Week Beginning 11th February 2019

I continued with the HT / OED linking tasks for a lot of this week, dealing not only with categories but also the linking of lexemes within linked categories.  We’d previously discovered that the OED had duplicated an entire branch of the HT:  their 03.01.07.06 was structurally the same as their 03.01.04.06, but the lexemes contained in the two branches didn’t match up exactly due to subsequent revisions.  We had decided to ‘quarantine’ the 03.01.07.06 so as to ensure no contents from this branch are accidentally matched up.  I did so by adding a new ‘quarantined’ column to the ‘category_oed’ table.  It’s ‘N’ by default and ‘Y’ for the 207 categories in this branch.  All future lexeme matching scripts will be set to ignore this branch.

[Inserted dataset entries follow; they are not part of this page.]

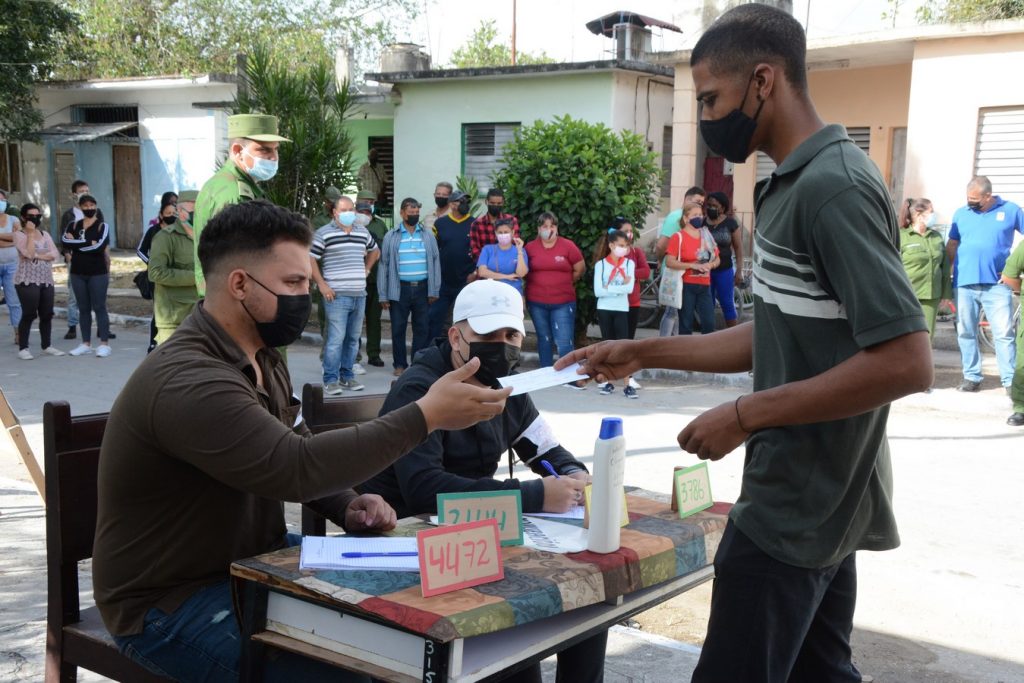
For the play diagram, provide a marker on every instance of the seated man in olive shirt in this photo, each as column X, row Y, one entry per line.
column 202, row 446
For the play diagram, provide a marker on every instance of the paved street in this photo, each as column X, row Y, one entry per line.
column 946, row 606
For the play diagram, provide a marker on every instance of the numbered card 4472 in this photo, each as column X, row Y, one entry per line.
column 692, row 486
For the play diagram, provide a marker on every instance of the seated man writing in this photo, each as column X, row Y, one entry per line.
column 202, row 446
column 488, row 328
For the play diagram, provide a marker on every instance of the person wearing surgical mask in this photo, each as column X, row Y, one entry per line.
column 341, row 256
column 924, row 254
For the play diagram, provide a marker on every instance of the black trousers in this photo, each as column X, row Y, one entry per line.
column 37, row 301
column 774, row 623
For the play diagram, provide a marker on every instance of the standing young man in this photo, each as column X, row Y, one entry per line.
column 829, row 348
column 342, row 255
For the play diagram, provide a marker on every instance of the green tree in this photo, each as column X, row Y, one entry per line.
column 118, row 38
column 29, row 33
column 481, row 50
column 584, row 173
column 958, row 11
column 311, row 110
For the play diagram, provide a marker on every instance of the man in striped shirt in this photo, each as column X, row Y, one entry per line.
column 342, row 254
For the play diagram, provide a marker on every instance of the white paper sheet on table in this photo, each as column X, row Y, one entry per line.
column 324, row 552
column 536, row 380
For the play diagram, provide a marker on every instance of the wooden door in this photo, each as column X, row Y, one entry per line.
column 127, row 196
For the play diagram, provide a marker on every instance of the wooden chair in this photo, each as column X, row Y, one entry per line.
column 75, row 637
column 333, row 413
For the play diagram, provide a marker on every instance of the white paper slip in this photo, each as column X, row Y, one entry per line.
column 325, row 552
column 576, row 512
column 536, row 380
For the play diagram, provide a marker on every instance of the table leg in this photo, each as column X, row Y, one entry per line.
column 435, row 660
column 252, row 599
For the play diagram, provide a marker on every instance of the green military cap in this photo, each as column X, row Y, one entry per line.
column 260, row 127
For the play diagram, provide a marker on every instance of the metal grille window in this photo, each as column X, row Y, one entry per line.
column 483, row 144
column 108, row 114
column 999, row 152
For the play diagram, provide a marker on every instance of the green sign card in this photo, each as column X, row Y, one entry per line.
column 692, row 486
column 503, row 506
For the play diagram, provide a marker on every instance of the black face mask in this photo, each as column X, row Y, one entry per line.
column 287, row 326
column 730, row 136
column 497, row 359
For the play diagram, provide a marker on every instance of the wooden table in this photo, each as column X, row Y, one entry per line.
column 379, row 624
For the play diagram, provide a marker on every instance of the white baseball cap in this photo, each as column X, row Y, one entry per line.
column 489, row 305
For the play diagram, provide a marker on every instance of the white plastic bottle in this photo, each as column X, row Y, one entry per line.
column 606, row 489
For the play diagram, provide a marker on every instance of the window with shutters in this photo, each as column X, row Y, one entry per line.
column 10, row 167
column 999, row 151
column 482, row 145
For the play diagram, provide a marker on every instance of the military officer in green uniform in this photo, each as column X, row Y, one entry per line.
column 365, row 206
column 252, row 157
column 172, row 270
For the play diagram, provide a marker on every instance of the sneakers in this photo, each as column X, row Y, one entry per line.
column 81, row 349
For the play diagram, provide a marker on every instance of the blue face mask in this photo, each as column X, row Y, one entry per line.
column 263, row 169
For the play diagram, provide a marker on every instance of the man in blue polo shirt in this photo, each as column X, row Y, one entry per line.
column 409, row 280
column 980, row 238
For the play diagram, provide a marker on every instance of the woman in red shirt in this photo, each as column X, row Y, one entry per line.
column 692, row 251
column 555, row 265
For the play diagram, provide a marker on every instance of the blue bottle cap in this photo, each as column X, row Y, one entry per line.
column 610, row 428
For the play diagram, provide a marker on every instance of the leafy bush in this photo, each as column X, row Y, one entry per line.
column 584, row 173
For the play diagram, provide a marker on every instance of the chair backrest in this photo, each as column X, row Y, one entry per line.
column 72, row 460
column 322, row 415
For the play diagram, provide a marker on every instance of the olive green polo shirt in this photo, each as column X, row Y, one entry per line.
column 228, row 185
column 926, row 263
column 827, row 284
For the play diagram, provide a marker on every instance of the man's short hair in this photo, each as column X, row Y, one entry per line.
column 750, row 34
column 981, row 183
column 249, row 229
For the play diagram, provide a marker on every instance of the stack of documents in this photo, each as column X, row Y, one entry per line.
column 346, row 552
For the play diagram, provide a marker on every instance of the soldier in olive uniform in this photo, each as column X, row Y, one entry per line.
column 252, row 157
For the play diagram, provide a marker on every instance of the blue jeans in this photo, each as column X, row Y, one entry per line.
column 555, row 324
column 413, row 302
column 997, row 300
column 200, row 641
column 7, row 271
column 440, row 309
column 696, row 297
column 344, row 323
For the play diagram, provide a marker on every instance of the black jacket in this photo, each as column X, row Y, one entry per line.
column 466, row 460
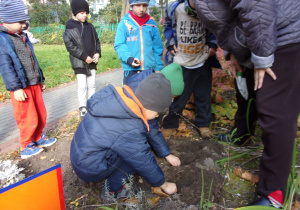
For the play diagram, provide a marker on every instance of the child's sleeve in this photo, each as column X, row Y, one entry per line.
column 158, row 49
column 168, row 29
column 211, row 39
column 98, row 44
column 120, row 43
column 8, row 73
column 133, row 148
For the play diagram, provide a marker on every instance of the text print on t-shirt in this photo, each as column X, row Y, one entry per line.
column 191, row 37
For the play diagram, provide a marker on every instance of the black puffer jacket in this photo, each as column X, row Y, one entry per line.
column 81, row 41
column 252, row 27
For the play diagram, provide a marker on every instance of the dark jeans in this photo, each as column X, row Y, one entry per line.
column 245, row 122
column 197, row 81
column 278, row 106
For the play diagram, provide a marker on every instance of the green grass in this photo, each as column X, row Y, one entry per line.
column 55, row 63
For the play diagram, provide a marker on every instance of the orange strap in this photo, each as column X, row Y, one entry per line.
column 134, row 105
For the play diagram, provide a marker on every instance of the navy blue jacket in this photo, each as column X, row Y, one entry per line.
column 11, row 69
column 155, row 137
column 112, row 131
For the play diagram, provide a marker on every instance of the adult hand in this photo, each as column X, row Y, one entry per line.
column 259, row 75
column 96, row 58
column 89, row 60
column 20, row 95
column 173, row 160
column 211, row 51
column 169, row 188
column 136, row 62
column 174, row 51
column 43, row 86
column 235, row 66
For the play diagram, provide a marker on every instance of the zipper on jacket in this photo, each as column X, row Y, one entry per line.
column 142, row 43
column 31, row 58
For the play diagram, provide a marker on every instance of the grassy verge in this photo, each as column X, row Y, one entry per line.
column 54, row 60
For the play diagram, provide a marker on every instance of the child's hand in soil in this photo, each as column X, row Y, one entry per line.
column 169, row 188
column 173, row 160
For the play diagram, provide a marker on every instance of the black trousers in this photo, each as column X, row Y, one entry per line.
column 278, row 105
column 245, row 121
column 197, row 81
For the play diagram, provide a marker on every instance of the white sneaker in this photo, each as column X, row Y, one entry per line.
column 83, row 111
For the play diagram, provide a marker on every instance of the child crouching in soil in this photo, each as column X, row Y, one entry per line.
column 111, row 141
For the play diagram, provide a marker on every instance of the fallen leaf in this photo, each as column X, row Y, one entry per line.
column 154, row 200
column 190, row 106
column 158, row 191
column 182, row 126
column 246, row 175
column 219, row 98
column 296, row 206
column 184, row 133
column 141, row 180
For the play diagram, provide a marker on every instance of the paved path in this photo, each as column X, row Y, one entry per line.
column 59, row 101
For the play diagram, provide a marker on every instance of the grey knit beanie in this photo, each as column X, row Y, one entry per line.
column 155, row 93
column 12, row 11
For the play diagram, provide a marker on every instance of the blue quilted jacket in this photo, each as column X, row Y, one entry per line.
column 154, row 136
column 252, row 28
column 141, row 42
column 11, row 69
column 110, row 132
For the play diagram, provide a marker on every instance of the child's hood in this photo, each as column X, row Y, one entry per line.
column 111, row 102
column 3, row 29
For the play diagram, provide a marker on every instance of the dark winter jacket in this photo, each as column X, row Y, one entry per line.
column 81, row 41
column 154, row 136
column 11, row 69
column 252, row 28
column 114, row 129
column 171, row 34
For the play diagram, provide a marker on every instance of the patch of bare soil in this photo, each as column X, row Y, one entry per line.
column 195, row 154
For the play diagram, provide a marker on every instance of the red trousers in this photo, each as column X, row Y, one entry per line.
column 30, row 114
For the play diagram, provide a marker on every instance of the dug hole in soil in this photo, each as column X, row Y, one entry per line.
column 196, row 155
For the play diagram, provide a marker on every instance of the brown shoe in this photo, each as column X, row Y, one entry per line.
column 206, row 133
column 167, row 133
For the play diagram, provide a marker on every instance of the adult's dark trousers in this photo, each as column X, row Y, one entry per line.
column 197, row 81
column 278, row 105
column 246, row 114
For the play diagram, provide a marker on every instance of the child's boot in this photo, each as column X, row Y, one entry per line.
column 30, row 150
column 45, row 141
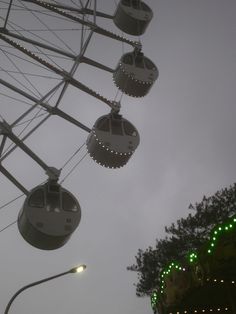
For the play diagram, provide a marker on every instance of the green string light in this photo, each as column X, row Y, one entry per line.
column 154, row 300
column 219, row 230
column 192, row 257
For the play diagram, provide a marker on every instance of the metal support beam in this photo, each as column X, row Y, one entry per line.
column 13, row 180
column 50, row 109
column 37, row 43
column 115, row 106
column 97, row 29
column 5, row 129
column 96, row 64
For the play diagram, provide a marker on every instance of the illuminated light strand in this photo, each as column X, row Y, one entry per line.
column 213, row 310
column 218, row 231
column 192, row 257
column 167, row 271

I also created a ‘gap matching’ script.  This grabs every unmatched OED category that has a POS and contains words (not including the quarantined categories).  There are 950 in total.  For each of these the script grabs the OED categories with an ID one lower and one higher than the category ID and only returns them if they are both the same POS and contain words.  So for example with OED 2560 ‘relating to dry land’ (aj) the previous category is 2559 ‘partially’ and the next category is 2561 ‘spec’.  It then checks to see whether these are both matched up to HT categories.  In this case they are, the former to 910 ‘partially’, the latter to 912 ‘specific’.  The script then notes whether there is a gap in the HT numbering, which there is here.  It also checks to make sure the category in the gap is of the same POS.  So in this example, 911 is the gap and the category (‘pertaining to dry land’) is an Aj.  So this category is returned in its own column, along with a count of the number of words and a list of the words.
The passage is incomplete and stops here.